Package Structure#
The framework is composed of several packages, each with its own purpose and functionality. These packages are:
API: This package provides a high-level API for building datasets and trainers. The API is designed to be user-friendly and provide abstractions that could be called during the NAS procedure.
Common: This package contains various utility functions and classes that are used throughout Archai. These include functions for the configuration system, logging, and additional utilities.
Datasets: This package contains datasets providers for use with Archai. These providers are commonly used in deep learning and include popular datasets like MNIST, CIFAR10, and ImageNet.
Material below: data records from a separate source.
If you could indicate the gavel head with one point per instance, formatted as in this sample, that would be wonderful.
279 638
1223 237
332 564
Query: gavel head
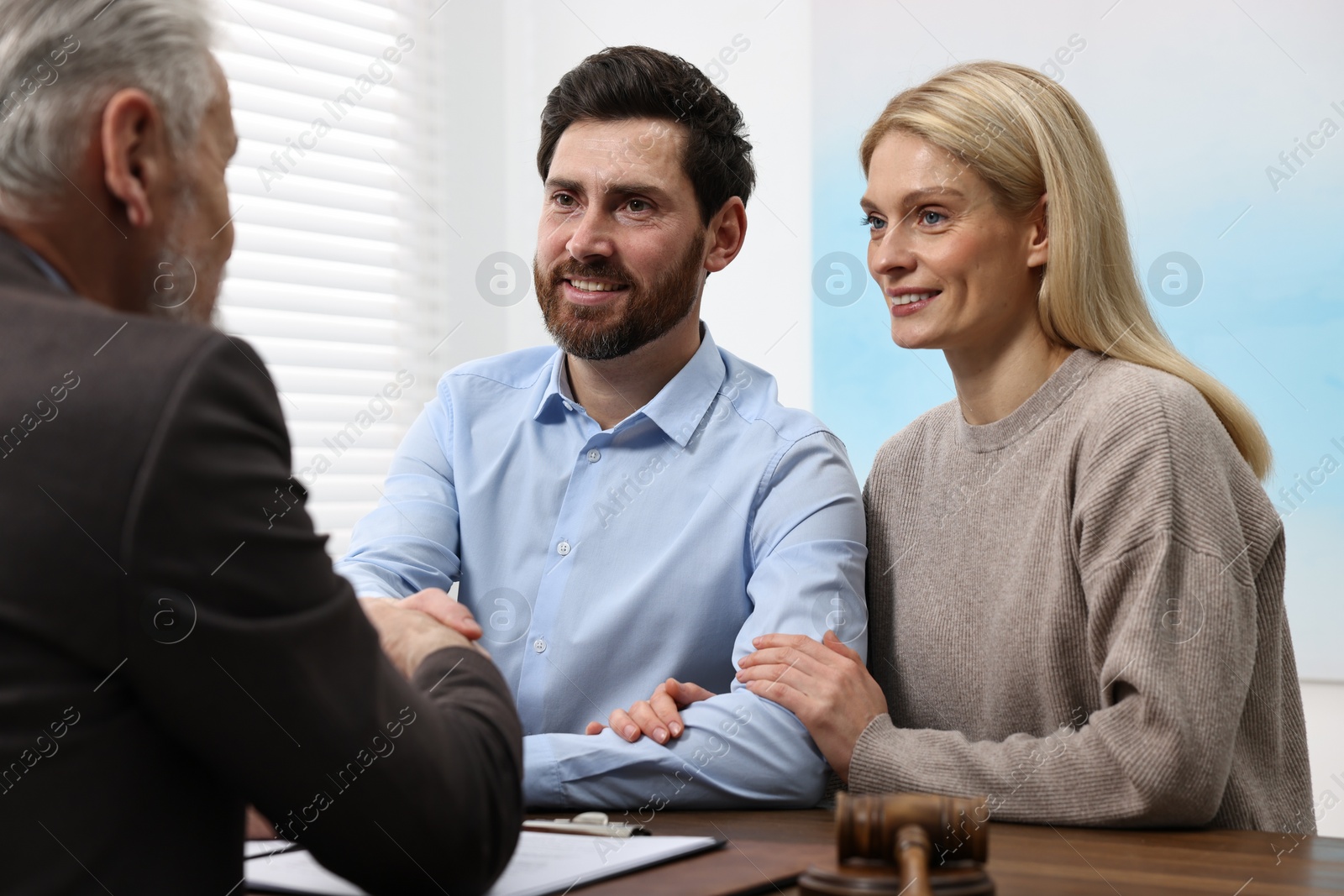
867 826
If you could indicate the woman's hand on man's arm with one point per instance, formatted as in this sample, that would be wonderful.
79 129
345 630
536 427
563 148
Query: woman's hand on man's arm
824 684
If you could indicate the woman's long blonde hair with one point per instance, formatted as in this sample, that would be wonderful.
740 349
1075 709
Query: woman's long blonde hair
1026 136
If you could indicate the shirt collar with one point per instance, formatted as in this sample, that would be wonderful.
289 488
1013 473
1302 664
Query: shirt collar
679 406
13 249
45 266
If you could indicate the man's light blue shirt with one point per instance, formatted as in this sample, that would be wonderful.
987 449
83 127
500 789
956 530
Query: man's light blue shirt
602 562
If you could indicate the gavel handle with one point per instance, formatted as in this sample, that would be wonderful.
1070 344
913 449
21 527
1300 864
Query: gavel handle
913 860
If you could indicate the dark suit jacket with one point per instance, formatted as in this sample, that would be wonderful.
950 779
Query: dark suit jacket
172 647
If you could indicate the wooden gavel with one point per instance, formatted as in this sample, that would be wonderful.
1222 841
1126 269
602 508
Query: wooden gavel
886 833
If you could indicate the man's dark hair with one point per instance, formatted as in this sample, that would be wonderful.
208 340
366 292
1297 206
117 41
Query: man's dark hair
638 82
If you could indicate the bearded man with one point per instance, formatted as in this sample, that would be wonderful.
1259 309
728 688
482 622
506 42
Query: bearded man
632 508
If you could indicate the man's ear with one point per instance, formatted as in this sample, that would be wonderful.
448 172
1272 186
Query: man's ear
1038 251
134 154
726 233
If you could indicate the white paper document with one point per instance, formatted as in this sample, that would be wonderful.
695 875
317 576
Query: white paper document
542 864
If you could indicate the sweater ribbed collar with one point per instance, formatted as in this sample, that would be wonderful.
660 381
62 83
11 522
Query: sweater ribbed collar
1034 411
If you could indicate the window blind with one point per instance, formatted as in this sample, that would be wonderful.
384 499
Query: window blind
327 278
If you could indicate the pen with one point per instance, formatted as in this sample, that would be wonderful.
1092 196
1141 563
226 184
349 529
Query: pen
589 822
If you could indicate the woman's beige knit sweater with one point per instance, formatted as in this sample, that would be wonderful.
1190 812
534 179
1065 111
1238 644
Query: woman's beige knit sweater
1079 610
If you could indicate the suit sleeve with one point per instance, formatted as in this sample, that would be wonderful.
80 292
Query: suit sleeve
255 654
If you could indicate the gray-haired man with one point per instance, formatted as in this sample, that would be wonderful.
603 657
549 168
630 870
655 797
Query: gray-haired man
167 653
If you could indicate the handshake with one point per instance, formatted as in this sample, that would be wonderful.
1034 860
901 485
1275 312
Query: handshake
413 627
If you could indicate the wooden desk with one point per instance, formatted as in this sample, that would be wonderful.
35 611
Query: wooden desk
768 849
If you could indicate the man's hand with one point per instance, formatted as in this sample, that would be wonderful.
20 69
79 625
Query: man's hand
409 634
656 716
447 610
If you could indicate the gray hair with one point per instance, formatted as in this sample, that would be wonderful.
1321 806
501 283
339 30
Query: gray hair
60 60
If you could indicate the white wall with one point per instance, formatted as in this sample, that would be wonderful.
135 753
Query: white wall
506 60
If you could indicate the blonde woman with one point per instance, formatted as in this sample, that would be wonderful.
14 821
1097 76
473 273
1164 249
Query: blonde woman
1075 582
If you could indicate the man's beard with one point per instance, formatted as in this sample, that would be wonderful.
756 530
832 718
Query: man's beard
600 333
181 291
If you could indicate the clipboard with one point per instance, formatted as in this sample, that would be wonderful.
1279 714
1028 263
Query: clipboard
543 864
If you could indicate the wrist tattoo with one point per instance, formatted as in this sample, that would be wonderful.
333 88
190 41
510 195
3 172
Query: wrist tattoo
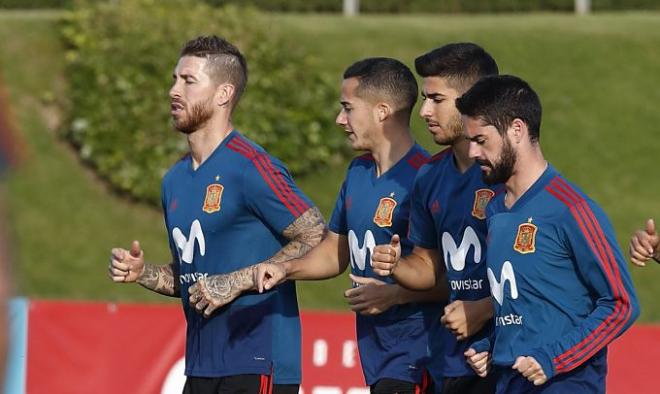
159 279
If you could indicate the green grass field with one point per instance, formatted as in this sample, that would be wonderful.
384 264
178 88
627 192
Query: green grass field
597 77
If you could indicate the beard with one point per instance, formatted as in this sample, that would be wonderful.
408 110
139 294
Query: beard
454 130
200 113
500 171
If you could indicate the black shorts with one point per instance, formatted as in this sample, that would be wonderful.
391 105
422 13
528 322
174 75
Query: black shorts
394 386
469 384
238 384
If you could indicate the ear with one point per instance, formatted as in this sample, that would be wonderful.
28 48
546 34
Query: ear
224 93
382 111
518 130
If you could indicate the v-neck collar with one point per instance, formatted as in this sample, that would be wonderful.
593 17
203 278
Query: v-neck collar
548 174
395 168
Additionally, it supports loading datasets from external resources, such as Hugging Face’s Hub and Torchvision.
Discrete Search: This package provides tools for discrete hyperparameter search, including grid search and random search. This allows users to easily explore different hyperparameter configurations to find the best configuration for their model. In the context of NAS, this package also provides support for searching over discrete architectural choices, for example, the type of operations used in a model and the number of layers.
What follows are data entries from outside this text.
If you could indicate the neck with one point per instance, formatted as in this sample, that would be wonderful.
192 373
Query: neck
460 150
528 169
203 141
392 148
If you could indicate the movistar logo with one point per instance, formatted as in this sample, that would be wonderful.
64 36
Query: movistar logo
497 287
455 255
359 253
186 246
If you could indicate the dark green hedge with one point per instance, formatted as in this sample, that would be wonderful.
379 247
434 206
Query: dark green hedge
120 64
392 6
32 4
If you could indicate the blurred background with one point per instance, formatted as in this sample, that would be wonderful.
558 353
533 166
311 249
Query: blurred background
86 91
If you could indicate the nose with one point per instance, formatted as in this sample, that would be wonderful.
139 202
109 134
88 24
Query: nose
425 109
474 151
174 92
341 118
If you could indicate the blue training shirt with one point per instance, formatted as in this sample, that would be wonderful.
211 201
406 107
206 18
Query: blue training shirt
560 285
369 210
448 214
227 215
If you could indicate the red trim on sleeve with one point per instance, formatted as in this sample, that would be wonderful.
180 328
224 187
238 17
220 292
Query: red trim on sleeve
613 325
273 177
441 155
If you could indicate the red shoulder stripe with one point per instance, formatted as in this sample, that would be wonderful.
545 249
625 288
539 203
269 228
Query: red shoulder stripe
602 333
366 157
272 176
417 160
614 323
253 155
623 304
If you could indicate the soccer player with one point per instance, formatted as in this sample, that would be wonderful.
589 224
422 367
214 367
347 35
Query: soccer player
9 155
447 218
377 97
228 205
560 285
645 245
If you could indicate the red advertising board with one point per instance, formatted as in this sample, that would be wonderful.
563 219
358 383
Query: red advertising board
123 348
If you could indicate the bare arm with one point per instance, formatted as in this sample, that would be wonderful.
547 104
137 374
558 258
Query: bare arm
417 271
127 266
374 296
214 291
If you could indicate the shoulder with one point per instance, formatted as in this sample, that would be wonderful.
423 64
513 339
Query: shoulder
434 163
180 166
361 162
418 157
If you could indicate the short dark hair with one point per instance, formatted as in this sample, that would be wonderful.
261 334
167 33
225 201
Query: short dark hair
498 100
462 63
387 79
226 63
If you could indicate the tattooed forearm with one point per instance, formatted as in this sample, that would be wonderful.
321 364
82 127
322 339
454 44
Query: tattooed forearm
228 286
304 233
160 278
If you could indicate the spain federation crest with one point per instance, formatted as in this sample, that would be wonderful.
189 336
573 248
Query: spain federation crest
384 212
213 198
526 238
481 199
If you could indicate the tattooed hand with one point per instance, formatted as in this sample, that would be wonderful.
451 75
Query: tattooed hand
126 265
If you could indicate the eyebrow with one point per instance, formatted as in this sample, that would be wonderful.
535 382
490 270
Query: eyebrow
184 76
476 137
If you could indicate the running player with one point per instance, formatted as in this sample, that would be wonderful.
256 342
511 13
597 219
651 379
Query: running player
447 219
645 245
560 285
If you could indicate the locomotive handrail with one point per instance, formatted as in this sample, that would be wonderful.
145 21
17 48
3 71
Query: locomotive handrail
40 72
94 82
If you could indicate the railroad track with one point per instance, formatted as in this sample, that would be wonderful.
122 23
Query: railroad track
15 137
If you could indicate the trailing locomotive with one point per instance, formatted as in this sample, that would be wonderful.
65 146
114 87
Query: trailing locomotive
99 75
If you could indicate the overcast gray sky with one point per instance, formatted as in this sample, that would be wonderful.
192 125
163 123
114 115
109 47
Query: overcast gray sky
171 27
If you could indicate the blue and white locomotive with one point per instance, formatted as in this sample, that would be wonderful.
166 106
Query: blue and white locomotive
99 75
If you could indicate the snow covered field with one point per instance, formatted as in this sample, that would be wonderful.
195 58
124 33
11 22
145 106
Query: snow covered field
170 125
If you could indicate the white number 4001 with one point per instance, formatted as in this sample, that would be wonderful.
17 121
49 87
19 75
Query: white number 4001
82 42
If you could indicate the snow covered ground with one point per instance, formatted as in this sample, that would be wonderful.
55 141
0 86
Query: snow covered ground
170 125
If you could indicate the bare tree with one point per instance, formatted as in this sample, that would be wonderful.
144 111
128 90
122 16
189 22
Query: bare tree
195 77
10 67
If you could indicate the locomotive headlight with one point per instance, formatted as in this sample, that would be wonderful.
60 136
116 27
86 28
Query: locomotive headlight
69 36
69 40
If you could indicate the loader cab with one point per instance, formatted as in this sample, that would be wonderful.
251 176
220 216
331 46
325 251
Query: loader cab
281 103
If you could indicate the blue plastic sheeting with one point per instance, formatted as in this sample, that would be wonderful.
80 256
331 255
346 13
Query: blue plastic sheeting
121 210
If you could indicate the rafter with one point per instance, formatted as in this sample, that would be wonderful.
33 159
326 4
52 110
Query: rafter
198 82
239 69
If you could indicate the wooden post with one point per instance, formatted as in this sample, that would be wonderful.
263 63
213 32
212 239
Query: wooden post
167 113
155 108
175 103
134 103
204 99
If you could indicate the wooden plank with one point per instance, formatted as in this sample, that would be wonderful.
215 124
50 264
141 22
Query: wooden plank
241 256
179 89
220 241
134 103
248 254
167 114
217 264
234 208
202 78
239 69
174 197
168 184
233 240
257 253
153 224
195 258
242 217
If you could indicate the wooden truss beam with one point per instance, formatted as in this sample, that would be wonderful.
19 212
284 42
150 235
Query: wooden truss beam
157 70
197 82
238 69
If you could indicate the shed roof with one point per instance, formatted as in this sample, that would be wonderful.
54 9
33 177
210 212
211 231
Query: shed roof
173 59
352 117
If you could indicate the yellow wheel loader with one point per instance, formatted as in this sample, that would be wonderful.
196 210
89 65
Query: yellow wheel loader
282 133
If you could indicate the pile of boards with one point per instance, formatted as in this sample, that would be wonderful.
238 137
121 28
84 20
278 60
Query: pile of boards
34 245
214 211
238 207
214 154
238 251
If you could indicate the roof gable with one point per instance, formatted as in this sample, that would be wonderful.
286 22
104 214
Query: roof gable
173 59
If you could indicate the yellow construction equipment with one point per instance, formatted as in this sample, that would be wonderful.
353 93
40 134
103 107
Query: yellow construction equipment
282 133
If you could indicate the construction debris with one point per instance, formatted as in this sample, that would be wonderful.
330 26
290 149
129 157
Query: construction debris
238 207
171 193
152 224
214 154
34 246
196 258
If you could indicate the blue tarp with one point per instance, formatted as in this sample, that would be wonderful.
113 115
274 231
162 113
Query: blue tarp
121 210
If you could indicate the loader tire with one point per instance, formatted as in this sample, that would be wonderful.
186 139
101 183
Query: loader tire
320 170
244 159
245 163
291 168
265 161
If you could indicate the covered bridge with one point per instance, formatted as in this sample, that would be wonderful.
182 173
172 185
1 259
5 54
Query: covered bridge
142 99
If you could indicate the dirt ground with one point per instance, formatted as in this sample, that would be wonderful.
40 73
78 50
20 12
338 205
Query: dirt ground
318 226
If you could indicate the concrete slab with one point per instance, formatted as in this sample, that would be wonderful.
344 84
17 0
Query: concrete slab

ONNX: This package provides support for exporting models in the ONNX format, which can be used with other deep learning libraries and frameworks. This is useful for deploying models on devices that do not support PyTorch.
Quantization: This package contains tools for quantizing deep learning models, which can be used to reduce the memory and computation requirements of a model. This is useful for deployment on devices with limited resources, like mobile phones or edge devices.
Supergraph: This package provides support for defining and training models with dynamic architectures (graphs), where the architecture can change during the course of training.
Trainers: This package contains training algorithms and utilities for training deep learning models.
In conclusion, Archai is designed to be a flexible and powerful NAS framework, with a focus on ease of use and abstracting away low-level details. The packages in Archai are designed to work together to provide a comprehensive solution for NAS, from defining candidate models to evaluating and deploying the best-performing model.